Hillary Ashton: Enterprises are moving from data control to data use because today data use is THE differentiation most enterprises have.
Data is growing at a relentless pace – driven by a number of factors: the proliferation of machine-generated data, heightened connectivity with 5G, the maturity of IoT, edge computing and AI adoption – that makes it almost impossible for organizations to not do anything about it.
Instead of treating data and analytics as an afterthought, organizations are seeing it as a business asset and “following the data” is core to how they operate in the future.

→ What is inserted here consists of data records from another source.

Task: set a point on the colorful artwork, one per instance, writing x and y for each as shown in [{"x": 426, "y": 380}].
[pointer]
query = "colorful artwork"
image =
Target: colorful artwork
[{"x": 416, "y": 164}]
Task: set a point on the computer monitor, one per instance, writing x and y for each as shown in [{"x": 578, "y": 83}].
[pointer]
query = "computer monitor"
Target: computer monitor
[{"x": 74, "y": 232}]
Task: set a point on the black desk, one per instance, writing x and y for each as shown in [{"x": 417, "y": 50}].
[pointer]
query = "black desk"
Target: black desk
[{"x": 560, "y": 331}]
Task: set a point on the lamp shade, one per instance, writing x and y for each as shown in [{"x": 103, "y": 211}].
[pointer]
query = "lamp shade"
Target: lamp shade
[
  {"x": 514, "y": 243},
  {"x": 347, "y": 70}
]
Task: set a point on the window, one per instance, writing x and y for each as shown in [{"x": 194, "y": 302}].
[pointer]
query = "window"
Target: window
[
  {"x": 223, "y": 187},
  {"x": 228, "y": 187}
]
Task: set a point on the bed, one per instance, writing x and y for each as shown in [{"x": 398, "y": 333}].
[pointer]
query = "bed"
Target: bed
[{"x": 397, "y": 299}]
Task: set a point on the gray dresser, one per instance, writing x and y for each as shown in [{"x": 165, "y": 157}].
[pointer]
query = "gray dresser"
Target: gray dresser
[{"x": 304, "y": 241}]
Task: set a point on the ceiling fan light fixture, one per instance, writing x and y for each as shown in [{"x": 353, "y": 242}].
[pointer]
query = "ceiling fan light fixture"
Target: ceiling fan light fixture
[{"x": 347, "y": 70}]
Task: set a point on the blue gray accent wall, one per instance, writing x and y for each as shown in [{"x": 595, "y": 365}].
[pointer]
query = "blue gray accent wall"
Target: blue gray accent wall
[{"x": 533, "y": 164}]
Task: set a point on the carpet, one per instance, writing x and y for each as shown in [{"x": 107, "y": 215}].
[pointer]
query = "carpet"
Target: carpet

For example, ensuring data is easily accessible across departments and that it is front and centre when explaining the “why” of any business decision. Being able to use, access and analyse data is now seen as a strategic imperative and therefore, an expected practice for the future.
What are your thoughts on data management in 2021 in Asia?
Hillary Ashton: In 2021, I believe more businesses will prioritize data as highly as revenue, customer experiences and profitability to ensure they are best prepared for whatever 2021 and beyond has in store.
The pandemic has become an accelerant for digital transformation and long-term initiatives are now urgent necessities especially as Asian-based firms are looking to outpace their counterparts in the west. This in many ways has created a shift in the way data is being managed – moving from just a technology solution to strategic and business priority.
In that sense, we would expect companies that embrace a data-first mentality completely reimagining their businesses. In doing so, they will invest in and leverage unified data ecosystems, enabling advanced analytic to better understand their market, their business and their customers.